The canal was abandoned in 1874, sold in 1877, and its path through Fort Wayne sold in 1881 to the Nickel Plate Railroad for its roadbed. The last boat was seen on the canal in 1882. Historical Society Marker

I read that these draft animals can pull 50 times more weight on a boat in water than they could if it were on  a wagon on land.

Along the Towpath Trail there are still some remains of the canal. I have ridden past there hundreds of times and never realized  this. Just yesteday I found out about it.

For what it is worth right after I composed this article I rode the Towpath Trail again looking for signs of a former canal. I stopped and got off of my trike and walked over to the area shown circled, but I saw no sign of a canal ever being there.

From the St. Joseph River a “feeder canal” was built taking water from the St. Joe River down into downtown Ft. Wayne to provide additional water to the Wabash-Erie Canal. The St. Joseph Pathway and Becketts Run Trail  follow alongside of it in places. I have seen sections of this feeder canal as it is quite obvious.

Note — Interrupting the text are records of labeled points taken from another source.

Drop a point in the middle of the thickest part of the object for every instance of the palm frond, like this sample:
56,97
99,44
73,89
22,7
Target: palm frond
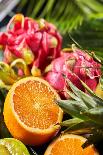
66,15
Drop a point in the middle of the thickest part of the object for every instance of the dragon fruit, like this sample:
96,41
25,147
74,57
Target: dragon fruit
75,65
36,42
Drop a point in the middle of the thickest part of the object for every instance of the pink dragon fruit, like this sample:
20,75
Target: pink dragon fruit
75,65
37,42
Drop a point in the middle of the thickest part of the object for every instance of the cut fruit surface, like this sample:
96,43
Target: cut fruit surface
30,112
70,145
11,146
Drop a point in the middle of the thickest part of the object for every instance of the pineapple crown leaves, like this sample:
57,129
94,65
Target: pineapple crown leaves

In the picture above the red line indicates the Saint Joseph Pathway as it passes thru Purdue University property. The yellow line indicates the feeder canal. It runs in a straight line all the way up to where it connected to the St. Joe River further up north of Becketts Run Trail in what used to be called Robinson Park. It is all gone today as it has been made into a housing subdivision. The blue line indicates the west bank of the St. Joe River. The picture below is of the same area. You can see the water filled canal running alongside of the bike trail.

Here is a sign concerning the feeder canal along Becketts Run Trail.

This is a modern day replica of a canal boat. This one is made of aluminum and is used to offer rides to those wanting to take a river cruise aboard it here in Fort Wayne. There is a monetary charge for it. It operates mainly on the Saint Marys River and it docks downtown at Prominade Park.

I find it interesting that the Towpath Trail is named after the towing path alongside the canal used by the horses and mules to pull the canal boats, but there is nothing to see as you ride the trail. If there was a canal out there with banks alongside the horses and mules walked on I sure don’t know where it is and I have ridden it hundreds of times. I have often wondered about it. If anything is there to see I am not aware of it. The next time I ride out on the Towpath Trail I am going to look harder to see if anything is there.

I posted an article awhile back about a tadpole trike ride along the Erie Canal. There are several YouTube videos documenting the ride and the remains of the canal.

I contacted a key person with our trails asking if any map is available that shows the former route of the canal and our trails. I was told that none exist but another person came up with a map in a .pdf file format which I have been unsuccessful in posting here. However, I saved it as a .jpg format which I can post here.

If you live near so that you can get to ride near any of these old canals used to exist you might want to check them out to see what remains of them.